There are a few exemptions to the early withdrawal penalties that apply to traditional IRAs

Under certain conditions, you are able to withdraw money from your traditional IRA before you reach the age of 59.5, free of any penalties. The following are examples of situations that fall into the category of "exceptions," also known as "exceptional circumstances":
  • When you pass away, the beneficiary receives the account value that was left in it.
  • You are rendered completely and irreversibly unable to function.
  • When you have unreimbursed medical costs that amount to more than 7.5 percent of your adjusted gross income (AGI) or more than 10 percent if you are under age 65, you can take money out of your retirement account early to cover those costs.
  • You have been jobless for a period of twelve weeks or more, and you decide to take money out of your IRA so that you, your spouse, or your dependents can pay for health insurance. You have up to sixty days to claim the distribution after you return to work, but you must do so before the deadline.
  • You will now begin to receive substantially equal periodic payments in accordance with a predetermined distribution plan. You should be aware, however, that if you do this, you won't be able to get out. After you have started receiving payments, you cannot subsequently change your mind and terminate the agreement.
  • Your withdrawal is put toward paying for eligible higher education expenses incurred by you, your spouse, your dependents, or the beneficiary of your account.
  • You must use your withdrawal of up to $10,000 for a qualified first-time home purchase within the first 120 days after the time you take it out of your account. This exemption applies to constructing or rebuilding a primary residence for the first time.
  • If you are a member of the National Guard or you and a reservist are called to active duty for a period of at least 180 days, they may place some restrictions on your service.
  • Within the first sixty days after making a withdrawal from your IRA, you transfer the money into another IRA.
In some of these scenarios, taking an early withdrawal from your individual retirement account (IRA) might not be the most prudent choice financially. You may be able to avoid paying the additional tax of 10%, but you will forfeit any potential future investment growth that you could have made with this retirement plan money.

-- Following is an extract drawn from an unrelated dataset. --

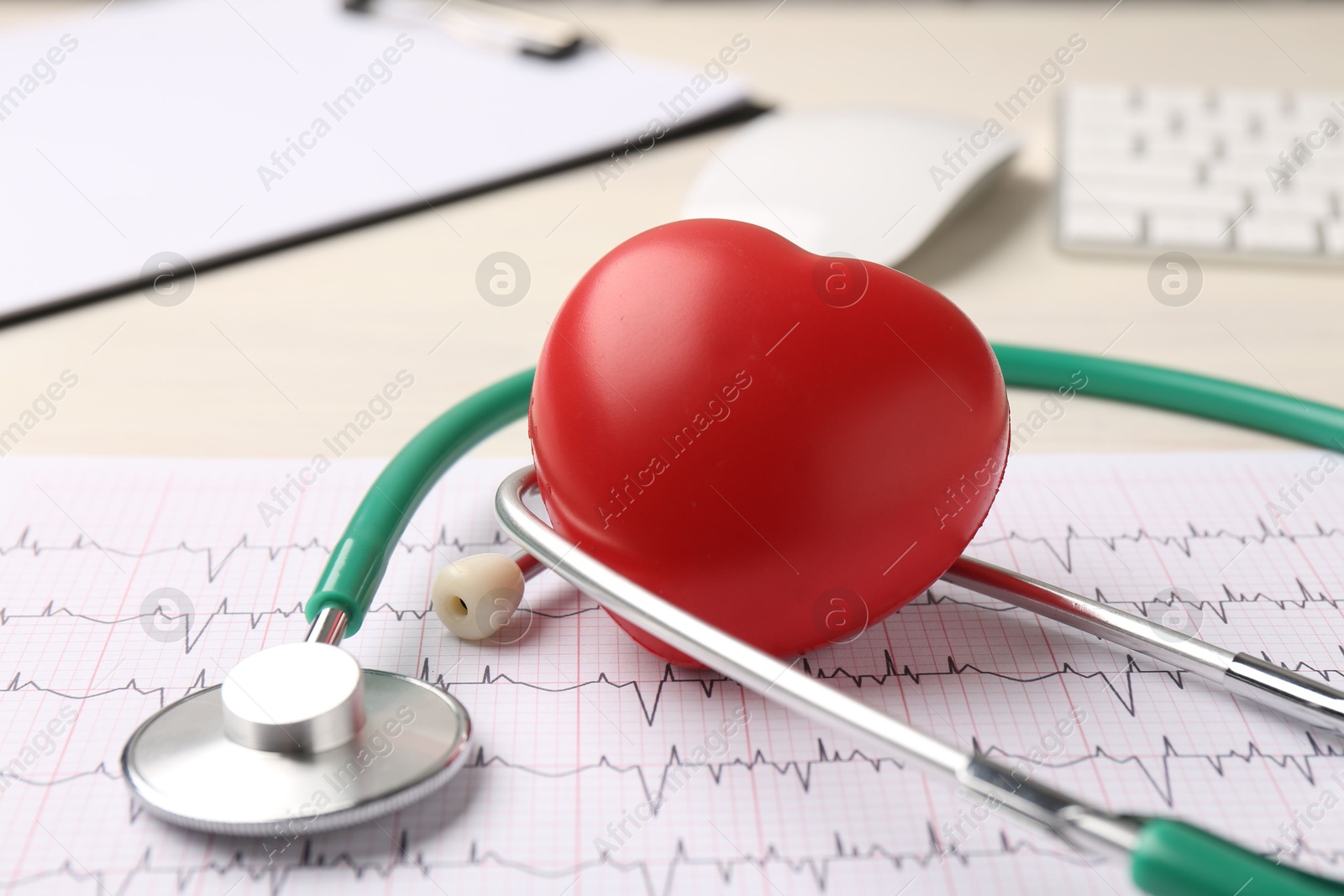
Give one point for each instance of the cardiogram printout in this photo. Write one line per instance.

Minimum Distributions That Are Required

According to the regulations established by the SECURE Act, passed in the latter half of 2019, required minimum distributions (RMDs) must begin by the age of 72 for those younger than age 70.5 before January 1, 2020. Those who reached age 70.5 on or before December 31 in 2019 are obligated to keep making their RMD contributions as required under the previous rules. You have until April 1 of the year following the year in which you reached the age at which RMDs are required to begin to take your first required minimum distribution (RMD) from your individual retirement account (IRA). This will allow you to maximize the benefits of tax-deferred growth. If you do this, you will have to withdraw money from the account twice during that calendar year, which may result in a significant increase in the amount of taxes you owe during that year. After the first year that your RMD is calculated, you have until the end of December of each year following that year to calculate and take your RMD. Your traditional IRA account balance determines your required minimum distribution (RMD) as of the last day of the calendar year before the one in question (December 31). Your age is factored into the equation, and the results are compared to the appropriate IRS table. IRA custodians are legally obligated to perform the aforementioned calculations and provide the results to the Internal Revenue Service (IRS). The failure to take your full RMD will result in a penalty equal to fifty percent of the difference between the amount that you actually withdrew and the amount that should have been distributed. In addition to the amount that should have been penalized, the taxes that you should have withheld from the amount that you did not withdraw are still owed.